Fabian Garcia, directeur du Projet Weedon, a précisé que la municipalité comptait 2800 habitants, que le salaire annuel moyen de ces derniers était de 16 000$ et que le taux de chômage était un peu plus élevé que celui observé pour la province. «Nous tenterons d’aller chercher des gens qui ne sont pas actuellement sur le marché du travail. Et faire appel à de la main-d’œuvre immigrante est une option sur la table», a-t-il mentionné.

À ce jour, 3M$ ont été investis dans le Projet de Weedon, notamment 660 000$ pour l’achat du terrain de 329 acres où les 1,15 million de pieds carrés de serres de cannabis devraient être construits d’ici 2020 et 550 000$ pour l’achat plus tôt cette année de deux bâtiments qui hébergent les bureaux de l’entreprise à Weedon.

Pour sa part, Rob Gietl, a mentionné que l’entreprise construit actuellement trois installations de production de grande envergure au Canada et en Australie et rappeler que  les deux gouvernements, tant ceux du Québec que du Canada, retireront d’importants revenus fiscaux aux cours des années à venir.

Rappelons que MYM Nutraceuticals est une entreprise de Vancouver et qui se spécialise dans la production et la vente de cannabis médical sous différentes marques de commerce. L’entreprise est présente sur le Canadian Securities Exchange. Le titre MYM se transigeait à 1,64$ en date du 19 juin 2018 avec une valeur maximale 4,75$ au 20 décembre 2017 et une valeur minimale de 0,24$ au cours des 52 dernières semaines.

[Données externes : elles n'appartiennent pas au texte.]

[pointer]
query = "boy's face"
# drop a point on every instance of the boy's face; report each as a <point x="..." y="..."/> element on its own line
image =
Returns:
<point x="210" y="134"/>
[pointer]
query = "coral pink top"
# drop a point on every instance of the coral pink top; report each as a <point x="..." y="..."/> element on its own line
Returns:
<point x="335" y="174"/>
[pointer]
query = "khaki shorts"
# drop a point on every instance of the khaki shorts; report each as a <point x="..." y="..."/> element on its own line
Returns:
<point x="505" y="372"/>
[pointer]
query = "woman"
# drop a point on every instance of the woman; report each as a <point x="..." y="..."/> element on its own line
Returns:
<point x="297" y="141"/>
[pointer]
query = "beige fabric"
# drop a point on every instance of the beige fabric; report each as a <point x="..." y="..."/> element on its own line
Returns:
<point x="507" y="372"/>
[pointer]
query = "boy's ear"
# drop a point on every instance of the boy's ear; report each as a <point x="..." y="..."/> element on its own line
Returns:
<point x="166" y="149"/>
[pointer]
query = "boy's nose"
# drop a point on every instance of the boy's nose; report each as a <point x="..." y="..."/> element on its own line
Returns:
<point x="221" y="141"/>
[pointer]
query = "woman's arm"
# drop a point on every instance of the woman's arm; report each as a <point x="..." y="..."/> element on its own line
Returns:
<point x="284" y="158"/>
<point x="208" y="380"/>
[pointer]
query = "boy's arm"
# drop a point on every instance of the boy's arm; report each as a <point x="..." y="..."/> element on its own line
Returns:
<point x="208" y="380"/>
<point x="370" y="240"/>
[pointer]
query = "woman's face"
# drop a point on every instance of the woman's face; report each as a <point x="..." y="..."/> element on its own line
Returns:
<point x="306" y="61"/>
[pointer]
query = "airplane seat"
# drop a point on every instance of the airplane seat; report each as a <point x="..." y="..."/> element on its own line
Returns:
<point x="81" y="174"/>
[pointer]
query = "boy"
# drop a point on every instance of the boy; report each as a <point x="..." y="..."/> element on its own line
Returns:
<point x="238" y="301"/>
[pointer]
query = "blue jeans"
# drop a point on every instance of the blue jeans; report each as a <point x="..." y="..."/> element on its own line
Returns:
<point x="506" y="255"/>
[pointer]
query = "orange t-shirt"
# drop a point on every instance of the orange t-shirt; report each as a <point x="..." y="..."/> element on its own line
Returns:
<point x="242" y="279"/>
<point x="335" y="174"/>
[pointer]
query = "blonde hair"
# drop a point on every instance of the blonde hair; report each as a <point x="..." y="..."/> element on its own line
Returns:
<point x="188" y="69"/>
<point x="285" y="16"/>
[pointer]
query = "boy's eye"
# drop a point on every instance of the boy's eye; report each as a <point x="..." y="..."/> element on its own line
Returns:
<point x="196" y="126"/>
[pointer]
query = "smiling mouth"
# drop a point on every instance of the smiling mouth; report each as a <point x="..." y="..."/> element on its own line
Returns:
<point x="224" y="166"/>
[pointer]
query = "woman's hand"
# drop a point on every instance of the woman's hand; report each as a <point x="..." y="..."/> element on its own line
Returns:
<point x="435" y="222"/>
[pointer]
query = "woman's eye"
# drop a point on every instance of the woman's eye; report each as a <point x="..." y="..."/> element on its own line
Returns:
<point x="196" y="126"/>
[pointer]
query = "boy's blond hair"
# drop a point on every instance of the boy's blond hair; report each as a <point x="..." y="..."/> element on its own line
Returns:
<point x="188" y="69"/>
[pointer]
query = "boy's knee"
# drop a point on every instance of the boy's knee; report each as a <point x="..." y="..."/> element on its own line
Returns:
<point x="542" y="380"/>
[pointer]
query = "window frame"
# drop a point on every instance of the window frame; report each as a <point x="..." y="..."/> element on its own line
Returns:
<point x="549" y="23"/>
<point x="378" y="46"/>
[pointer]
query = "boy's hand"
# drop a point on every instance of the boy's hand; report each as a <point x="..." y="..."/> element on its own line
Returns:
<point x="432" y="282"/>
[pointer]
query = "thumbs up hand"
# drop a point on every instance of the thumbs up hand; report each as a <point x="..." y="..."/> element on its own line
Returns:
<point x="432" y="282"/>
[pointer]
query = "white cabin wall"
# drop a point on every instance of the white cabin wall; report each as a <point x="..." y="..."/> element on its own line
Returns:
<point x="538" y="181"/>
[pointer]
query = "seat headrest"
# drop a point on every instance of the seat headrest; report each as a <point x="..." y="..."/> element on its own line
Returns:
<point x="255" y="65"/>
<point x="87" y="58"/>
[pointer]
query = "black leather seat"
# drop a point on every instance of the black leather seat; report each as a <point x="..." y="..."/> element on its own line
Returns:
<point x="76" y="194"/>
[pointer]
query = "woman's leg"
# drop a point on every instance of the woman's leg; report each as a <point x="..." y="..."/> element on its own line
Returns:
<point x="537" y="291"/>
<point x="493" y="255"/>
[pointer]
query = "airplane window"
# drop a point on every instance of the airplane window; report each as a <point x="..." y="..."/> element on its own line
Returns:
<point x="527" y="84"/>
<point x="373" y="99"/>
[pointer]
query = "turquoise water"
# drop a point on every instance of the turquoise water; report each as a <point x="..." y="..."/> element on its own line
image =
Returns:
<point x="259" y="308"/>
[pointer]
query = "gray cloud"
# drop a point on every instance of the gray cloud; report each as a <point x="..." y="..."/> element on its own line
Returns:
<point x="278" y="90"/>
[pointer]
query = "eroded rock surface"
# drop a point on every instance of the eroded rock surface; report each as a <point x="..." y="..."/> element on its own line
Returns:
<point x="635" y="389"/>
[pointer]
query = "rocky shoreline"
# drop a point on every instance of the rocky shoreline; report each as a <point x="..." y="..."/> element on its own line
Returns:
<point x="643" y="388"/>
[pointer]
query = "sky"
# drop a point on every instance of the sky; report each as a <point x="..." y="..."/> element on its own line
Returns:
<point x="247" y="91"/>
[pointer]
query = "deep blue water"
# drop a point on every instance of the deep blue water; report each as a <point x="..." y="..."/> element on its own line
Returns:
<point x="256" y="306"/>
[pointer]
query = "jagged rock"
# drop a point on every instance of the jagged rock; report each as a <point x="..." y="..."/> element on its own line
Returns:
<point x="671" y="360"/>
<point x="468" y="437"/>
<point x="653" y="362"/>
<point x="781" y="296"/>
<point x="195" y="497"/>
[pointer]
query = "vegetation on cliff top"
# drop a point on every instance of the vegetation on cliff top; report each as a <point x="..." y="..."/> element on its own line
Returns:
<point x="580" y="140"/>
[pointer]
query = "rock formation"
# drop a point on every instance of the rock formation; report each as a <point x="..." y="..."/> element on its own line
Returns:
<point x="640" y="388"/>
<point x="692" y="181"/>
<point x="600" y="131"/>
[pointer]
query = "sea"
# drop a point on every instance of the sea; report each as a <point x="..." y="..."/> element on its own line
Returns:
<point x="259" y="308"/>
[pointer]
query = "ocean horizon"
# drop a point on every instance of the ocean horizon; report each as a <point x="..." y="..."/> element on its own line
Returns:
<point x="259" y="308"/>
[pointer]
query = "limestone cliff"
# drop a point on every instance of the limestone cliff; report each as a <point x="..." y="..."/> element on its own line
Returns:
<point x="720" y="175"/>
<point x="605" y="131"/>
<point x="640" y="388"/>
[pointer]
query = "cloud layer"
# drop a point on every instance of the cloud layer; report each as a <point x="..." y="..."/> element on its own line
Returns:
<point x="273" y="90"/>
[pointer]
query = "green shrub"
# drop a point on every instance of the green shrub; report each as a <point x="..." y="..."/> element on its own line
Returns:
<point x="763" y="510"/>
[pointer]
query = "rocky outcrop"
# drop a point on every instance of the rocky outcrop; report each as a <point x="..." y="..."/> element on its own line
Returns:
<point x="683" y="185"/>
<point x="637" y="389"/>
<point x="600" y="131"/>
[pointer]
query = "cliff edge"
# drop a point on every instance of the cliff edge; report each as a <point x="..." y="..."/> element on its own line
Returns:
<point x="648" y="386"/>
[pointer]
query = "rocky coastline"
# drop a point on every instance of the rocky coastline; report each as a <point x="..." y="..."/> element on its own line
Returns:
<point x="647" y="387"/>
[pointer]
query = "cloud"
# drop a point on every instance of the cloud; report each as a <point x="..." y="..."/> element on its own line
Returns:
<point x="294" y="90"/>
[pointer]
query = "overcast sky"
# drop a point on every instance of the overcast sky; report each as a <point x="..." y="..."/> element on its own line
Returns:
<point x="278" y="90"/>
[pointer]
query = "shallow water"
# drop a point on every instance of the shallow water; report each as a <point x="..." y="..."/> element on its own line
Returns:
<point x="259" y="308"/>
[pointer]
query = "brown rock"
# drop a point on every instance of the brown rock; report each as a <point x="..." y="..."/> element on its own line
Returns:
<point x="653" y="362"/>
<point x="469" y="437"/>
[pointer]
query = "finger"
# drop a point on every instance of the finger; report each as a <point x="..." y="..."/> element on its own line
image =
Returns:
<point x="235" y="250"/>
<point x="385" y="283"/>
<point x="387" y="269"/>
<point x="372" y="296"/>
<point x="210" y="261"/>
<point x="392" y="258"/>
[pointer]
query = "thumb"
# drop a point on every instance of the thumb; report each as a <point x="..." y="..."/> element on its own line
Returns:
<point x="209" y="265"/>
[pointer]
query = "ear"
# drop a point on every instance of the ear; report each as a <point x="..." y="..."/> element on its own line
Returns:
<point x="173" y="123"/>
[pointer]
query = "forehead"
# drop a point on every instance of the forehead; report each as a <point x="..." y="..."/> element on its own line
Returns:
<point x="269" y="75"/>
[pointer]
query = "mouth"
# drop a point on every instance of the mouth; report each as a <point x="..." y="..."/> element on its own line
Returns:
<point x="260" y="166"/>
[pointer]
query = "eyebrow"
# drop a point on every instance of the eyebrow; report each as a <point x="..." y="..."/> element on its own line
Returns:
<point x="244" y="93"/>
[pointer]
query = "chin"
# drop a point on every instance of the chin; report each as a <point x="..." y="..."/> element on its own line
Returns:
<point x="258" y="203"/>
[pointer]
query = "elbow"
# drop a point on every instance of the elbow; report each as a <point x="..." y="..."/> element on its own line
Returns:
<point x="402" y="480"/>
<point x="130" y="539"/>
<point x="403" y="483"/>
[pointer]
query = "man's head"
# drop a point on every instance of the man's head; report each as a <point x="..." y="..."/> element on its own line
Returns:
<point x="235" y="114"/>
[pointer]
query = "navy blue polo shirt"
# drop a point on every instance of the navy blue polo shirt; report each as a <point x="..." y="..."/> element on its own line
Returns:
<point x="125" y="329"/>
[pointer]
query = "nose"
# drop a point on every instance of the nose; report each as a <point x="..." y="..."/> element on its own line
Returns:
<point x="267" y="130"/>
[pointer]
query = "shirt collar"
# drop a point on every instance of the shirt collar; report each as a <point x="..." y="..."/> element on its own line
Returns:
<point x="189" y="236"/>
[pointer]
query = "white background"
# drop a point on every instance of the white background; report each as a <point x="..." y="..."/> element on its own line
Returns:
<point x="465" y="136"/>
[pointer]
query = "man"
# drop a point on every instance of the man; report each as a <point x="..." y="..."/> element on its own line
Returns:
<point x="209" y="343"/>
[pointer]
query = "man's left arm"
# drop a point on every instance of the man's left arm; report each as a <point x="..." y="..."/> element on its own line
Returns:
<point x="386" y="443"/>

Un porte-parole gênant écarté du projet

Alors que les entreprises de production légale de cannabis médicinal déploient des efforts considérables pour ne pas être associées au crime organisé, La Presse + révélait en mars dernier le lourd passé du porte-parole, consultant et actionnaire de MYM Nutraceuticals, Antonio Bramante. Ce dernier, qui représentait l’entreprise dans de nombreux rassemblements visant à faire connaître le projet dans la région,  a plaidé coupable en 1993 à des accusations d’avoir mis en circulation de la monnaie contrefaite et d’avoir eu en sa possession une carte de crédit volée ou falsifiée, qui lui ont valu quatre peines de prison totalisant plus de 60 jours. En 1995 et 1996, il a aussi plaidé coupable à des accusations d’introduction par effraction et complot, ainsi qu’à des accusations de voies de fait, de menaces de mort et de non-respect de conditions, qui lui ont aussi valu des peines d’emprisonnement.

Ironiquement, M. Bramante avait la responsabilité chez MYM d’accumuler «toute la paperasse, dont tous les documents de vérification d’antécédents pour les personnes responsables qui gèrent l’entreprise», toujours selon La Presse.

À ce sujet, Daniel Nadeau, nouveau porte-parole de l’entreprise, s’est contenté de dire que M. Bramante n’était plus lié au projet et que les 18% d’actions qu’il détenait, via une entreprise à numéro, avaient été rachetées en date du 15 mai dernier.